I have discussed this under the heading of fragmentation. When a particular form of liberation becomes ultimate for a group, then its unity with other branches of the Christian family, even other liberationist branches, becomes one of alliances and networking. Christian unity in any deep sense is lost.

This tendency is heightened, at least in academic circles, by the close connection between liberation thinking and critical theory and deconstructive postmodernism. These emphasize difference over commonality. They stress that responsible thinking must stay close to life experience and oppose the effort to find a common history or a comprehensive vision. Their influence works against the deep Christian passion to find a common center in Christ that binds us together despite our differences. They typically see this effort as a hegemonic one, in principle opposed to liberation.

Finally, there are problems with focusing on understanding oneself and one’s community primarily in terms of the way others have oppressed. One’s personal passion to free one’s community from oppression is a deeply unselfish one that has, or can have rich rootage in the Christian faith. But it can also pass over into taking a certain pride in having endured oppression and even into competition with others as to the degree of suffering one’s groups has endured. Instead of unselfish concern for other members of one’s group, it can become a demand for power for oneself as representative of that group. Here, too, one can become competitive with others who have been oppressed.

In this process, there is a danger that the analysis of sin will apply only to others and that one’s own sinfulness and the sinfulness of one’s own group will be forgotten. This is not to say that the victim should be blamed! There is far too much of that. But it is to say that we live in a very complex world in which no individual and no group has entirely clean hands. If any of us cease to be sensitive to our own capacities for evil, we can become dangerous to others.

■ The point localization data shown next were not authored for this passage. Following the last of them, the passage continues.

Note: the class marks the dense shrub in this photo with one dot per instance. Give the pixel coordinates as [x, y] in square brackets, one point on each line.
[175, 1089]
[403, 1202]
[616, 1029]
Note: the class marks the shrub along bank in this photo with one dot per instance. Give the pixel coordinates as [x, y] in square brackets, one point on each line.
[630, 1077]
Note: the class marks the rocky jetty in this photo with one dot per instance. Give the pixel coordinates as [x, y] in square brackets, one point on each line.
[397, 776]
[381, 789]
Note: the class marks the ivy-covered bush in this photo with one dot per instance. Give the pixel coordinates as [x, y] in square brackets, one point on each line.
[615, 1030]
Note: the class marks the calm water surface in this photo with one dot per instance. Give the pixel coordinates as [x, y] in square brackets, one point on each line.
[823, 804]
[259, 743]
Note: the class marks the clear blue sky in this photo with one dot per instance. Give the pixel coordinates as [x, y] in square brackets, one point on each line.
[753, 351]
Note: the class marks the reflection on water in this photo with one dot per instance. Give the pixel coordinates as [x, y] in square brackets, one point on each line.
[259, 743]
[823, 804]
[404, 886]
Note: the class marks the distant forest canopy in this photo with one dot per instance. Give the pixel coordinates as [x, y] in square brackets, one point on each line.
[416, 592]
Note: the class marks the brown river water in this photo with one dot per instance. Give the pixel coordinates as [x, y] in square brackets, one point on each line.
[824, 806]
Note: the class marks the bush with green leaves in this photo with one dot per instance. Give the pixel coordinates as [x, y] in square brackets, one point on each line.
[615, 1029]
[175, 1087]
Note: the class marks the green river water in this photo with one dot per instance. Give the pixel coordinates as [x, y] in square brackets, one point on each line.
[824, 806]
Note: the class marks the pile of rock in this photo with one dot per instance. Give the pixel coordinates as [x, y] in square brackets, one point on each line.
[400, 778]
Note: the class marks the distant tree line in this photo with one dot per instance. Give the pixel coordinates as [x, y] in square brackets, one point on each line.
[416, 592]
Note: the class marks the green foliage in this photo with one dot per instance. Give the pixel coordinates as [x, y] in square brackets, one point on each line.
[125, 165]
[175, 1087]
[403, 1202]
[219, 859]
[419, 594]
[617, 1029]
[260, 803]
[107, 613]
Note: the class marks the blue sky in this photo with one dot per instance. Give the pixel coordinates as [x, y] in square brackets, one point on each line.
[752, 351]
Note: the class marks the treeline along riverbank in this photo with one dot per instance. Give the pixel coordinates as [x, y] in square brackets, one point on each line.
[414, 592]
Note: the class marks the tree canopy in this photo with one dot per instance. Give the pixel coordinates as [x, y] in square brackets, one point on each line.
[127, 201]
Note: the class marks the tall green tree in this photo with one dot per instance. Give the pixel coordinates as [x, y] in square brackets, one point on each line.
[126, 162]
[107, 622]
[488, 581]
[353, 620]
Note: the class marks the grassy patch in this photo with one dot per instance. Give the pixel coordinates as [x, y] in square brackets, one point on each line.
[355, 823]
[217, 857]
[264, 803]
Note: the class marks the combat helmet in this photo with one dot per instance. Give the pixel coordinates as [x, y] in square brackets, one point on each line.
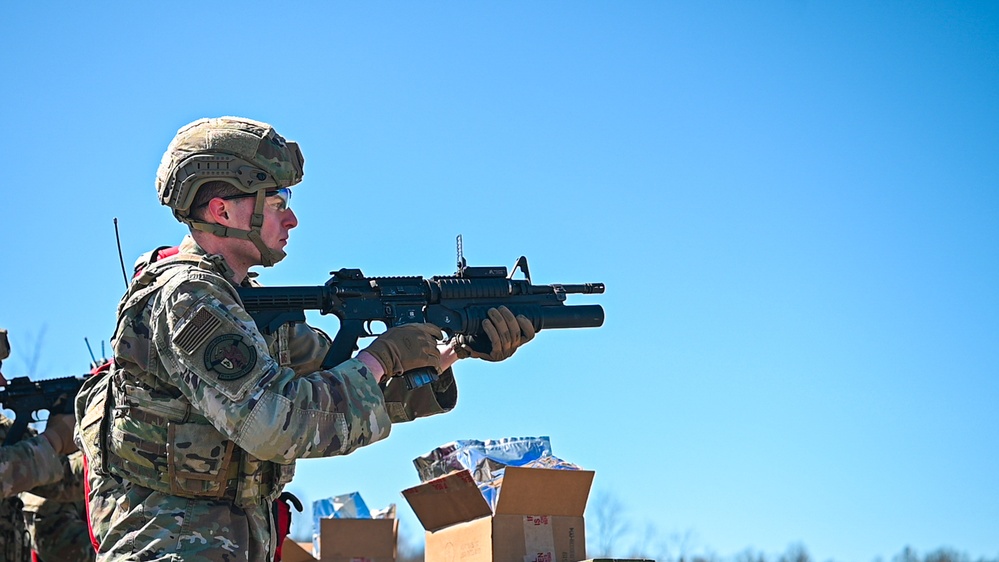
[247, 154]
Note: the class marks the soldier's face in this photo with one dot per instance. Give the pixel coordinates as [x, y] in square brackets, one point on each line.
[279, 219]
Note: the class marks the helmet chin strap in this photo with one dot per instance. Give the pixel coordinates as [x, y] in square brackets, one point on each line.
[268, 256]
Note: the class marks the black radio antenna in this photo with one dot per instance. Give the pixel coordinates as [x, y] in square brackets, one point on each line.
[94, 359]
[121, 258]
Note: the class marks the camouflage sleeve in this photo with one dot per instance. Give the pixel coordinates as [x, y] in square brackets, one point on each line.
[308, 349]
[211, 350]
[27, 464]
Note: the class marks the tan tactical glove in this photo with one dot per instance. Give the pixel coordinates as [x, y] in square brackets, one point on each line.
[506, 333]
[59, 432]
[407, 347]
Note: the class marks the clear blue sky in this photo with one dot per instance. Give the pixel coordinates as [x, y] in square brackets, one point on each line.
[794, 206]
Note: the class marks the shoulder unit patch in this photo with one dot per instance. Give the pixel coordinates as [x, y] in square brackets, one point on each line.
[230, 357]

I am saying nothing of which many liberationists have not spoke more eloquently. But the fact that many are sensitive to the problems and seeking to avoid them does not mean that there are no remaining weaknesses in the movement. They are not easy to remove. Awakening people to how their problems are due to the sins of others leads very easily to some form of self-righteousness. Recognition of the importance of hearing each group, and each individual, into speech, leads almost inevitably to fragmentation. The truths uncovered by critical thinking and deconstructive postmodernism lead almost inescapably to relativistic conclusions.

It will not surprise you to learn that I believe that Wesley would share my concerns. For him it would be very important that every effort to formulate new theologies remain centered in Christ. With all the diversity of historical and cultural experience, Wesley would want attention given to what is also common to believers. Loving one another across differences would be part of that commonality.

It would also be very important that those who seek liberation from oppression seek also to grow in love for all. Love of the oppressor need not prevent confrontation, but it does change its character. Just as with the Social Gospel, efforts at liberation that are not also efforts to deepen love of neighbor will ultimately fail.